- Born: October 21, 1943 (age 82)
- Occupations: Producer; director;
- Years active: 1971–present
- Spouse(s): Liz Torres ​ ​(m. 1974; div. 1977)​ Karen Ellen Williams ​ ​(m. 1980)​ (1 child)
- Children: Taylor Locke

= Peter Locke (producer) =

American film producer

Peter Eric Locke (born October 21, 1943) is an American film producer, and co-founder of The Kushner-Locke Company along with his partner Donald Kushner. He produced the 1977 horror film The Hills Have Eyes and directed the 1971 comedy-drama satire film You've Got to Walk It Like You Talk It or You'll Lose That Beat starring Zalman King, Richard Pryor, Allen Garfield and Robert Downey Sr.

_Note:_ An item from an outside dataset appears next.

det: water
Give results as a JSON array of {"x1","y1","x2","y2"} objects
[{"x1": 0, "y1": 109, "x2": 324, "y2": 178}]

Locke's television credits include the series The Stockard Channing Show, Automan, six seasons of 1st & Ten, 860 episodes of Divorce Court, 66 episodes of Sweating Bullets, Contraption, Gun, Cracker, and Harts of the West. Additionally he has produced 38 "Movies of the Week", six miniseries, game shows, animated syndicated shows, and over 50 direct-to-video/DVD titles.

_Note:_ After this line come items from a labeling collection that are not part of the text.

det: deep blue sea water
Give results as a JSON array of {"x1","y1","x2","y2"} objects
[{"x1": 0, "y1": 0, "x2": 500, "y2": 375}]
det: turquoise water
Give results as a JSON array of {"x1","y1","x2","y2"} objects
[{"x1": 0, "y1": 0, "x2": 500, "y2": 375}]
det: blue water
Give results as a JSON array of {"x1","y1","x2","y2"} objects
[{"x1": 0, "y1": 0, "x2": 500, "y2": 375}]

Locke is an agent for Castel Film Studios in Bucharest, Romania.

Peter Locke is the father of musician Taylor Locke, co-founder and lead guitarist of the bands Rooney and Taylor Locke and the Roughs.

Locke married actress/singer Liz Torres in 1974 and briefly managed her; they divorced in 1977. He has been married to Karen Ellen Williams since October 1980.